Isso tudo para dizer todo o mais que vem a seguir. Os amigos foram percebendo. Primeiro, o Herberth me ajudou a reformar, como bom pintor que é (contém ironia), o meu quarto. Mas eu queria mexer na casa toda, justamente para dar melhores condições de acessibilidade a todos da casa e, também, certamente, como o pagamento de uma espécie de dívida histórica com minha mãe e com meu irmão, que não tiveram condições, por diversos motivos, de fazerem uma “grande reforma”.

Queria uma grande reforma porque minha vida passaria necessariamente por ser reformada, e não teria tempo para processar o meu próprio luto; não dá tempo de só lamentar, é lamentar e seguir, lamentar e seguir… Nesse sentido restrito, isso de ser uma doença hereditária “ajuda”, pois o luto perdura por gerações, o que faz com que o amadurecimento seja mais possível, sendo, né; o que nem sempre se processa.

Sobre a reforma em si. Meu amigo Léo tem várias qualidades. Meus amigos são melhores do que eu. O Léo é paciente, tocador de obra, sensível, de escuta apurada e não se esquiva de ideais e conversas francas. E aí que ele disse: “Bora fazer essa reforma, uai!”. E eu: “Bora, ué!” Ele gosta de construir e da solidez dos laços. Pronto, achei um maluco para fazer maluquices comigo.

A Maria Carolina me alertava para os males de uma reforma. Tendo uma experiência não muito boa, afirmou peremptoriamente (palavra que aprendi na CPI dos Correios numa diatribe entre Roberto Jefferson e José Dirceu — dois malas — que deu origem ao julgamento pelo STF do conhecido “Mensalão”): “Não faça reforma, Marcelo. Muda de casa. Vendam a casa e comprem uma nova do jeitinho que vocês quiserem, mas obra, não”. E eu: “Mas, Maria, meu amigo Léo que vai tocar”. E ela: “Você deve gostar dele, né. Pois então, vocês vão brigar”.

Não brigamos e não vamos brigar. Pelas qualidades dele, que deve ter ficado puto com meu horário de acordar. Mas fazemos uma boa dupla: o policial bom e o policial mau.

O mais difícil é voltar à casa, alterar a vida de todos, fazer adaptações, explicar muitas e muitas vezes questões de obra que você não sabe ao certo, para os moradores, especialmente sua irmã perguntar se o ar-condicionado não é melhor com aqueles 20 cm de diferença para a esquerda, isso tudo ainda sem ar-condicionado, sem nada feito e com resoluções diárias nos próximos seis meses, que vai desde outubro e contando…
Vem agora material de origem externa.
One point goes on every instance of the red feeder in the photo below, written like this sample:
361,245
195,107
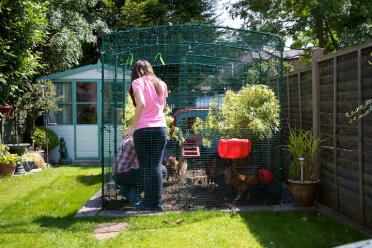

Sem dúvidas, a parte boa, para quem não gosta de derrubar paredes simplesmente, é a definição dos detalhes da construção, que vão desde os milímetros do cobogó (que o povo aqui chama de bogodó) que estavam tortos até onde vai ficar o gás e a lixeira. Mas o mais legal são as cores: mais vivo ou mais amenizado, mais quente ou mais frio… o que acham!? Ainda há tempo.

Nota diária: meu pai acompanha todos os campeonatos de futebol possíveis, como um bom torcedor/sofredor do Vasco da Gama e do Goiânia Esporte Clube, fala dos times com os pedreiros como se eles estivessem a par, não estão, mas vale a interação, que já faz com que os pedreiros o tenham carinhosamente e ele também os pedreiros, pautando outros temas, como o beijo gay na novela, racismo, os políticos que desviam verbas, claro. Enfim, é melhor do que o assunto de elevador quanto ao clima.